Par Clare Marie Merkowsky — Traduit par Campagne Québec-Vie — Photo : Freepik

12 novembre 2024, Halifax, Nouvelle-Écosse (LifeSiteNews) — Une nouvelle politique en Nouvelle-Écosse piétine les droits de la liberté de conscience en obligeant les médecins à diriger leurs patients pour l’avortement.

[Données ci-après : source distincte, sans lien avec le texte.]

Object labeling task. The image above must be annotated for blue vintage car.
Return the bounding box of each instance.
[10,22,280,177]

Selon un communiqué de presse du 6 novembre du groupe de défense politique chrétien Association for Reformed Political Action (ARPA), le Collège des médecins et chirurgiens de Nouvelle-Écosse oblige les médecins à orienter leurs patients vers des avortements, l’euthanasie et des chirurgies de « transition de genre ».

« Les médecins ne doivent pas être contraints de participer à une activité qu’ils jugent mauvaise », déclare le communiqué de presse. « Une telle contrainte porte un réel préjudice à l’intégrité morale et professionnelle du médecin ».

« Un patient consulte son médecin pour obtenir un avis professionnel », poursuit le communiqué. « Ce conseil est basé sur la formation, l’expérience et le meilleur jugement du médecin, tous fondés sur ses convictions morales et professionnelles. La protection de la conscience n’est pas seulement une bonne chose pour les médecins, elle l’est aussi pour les patients. En effet, de nombreux patients veulent un médecin dont ils savent qu’il ne leur proposera ou ne leur fournira jamais certaines procédures ».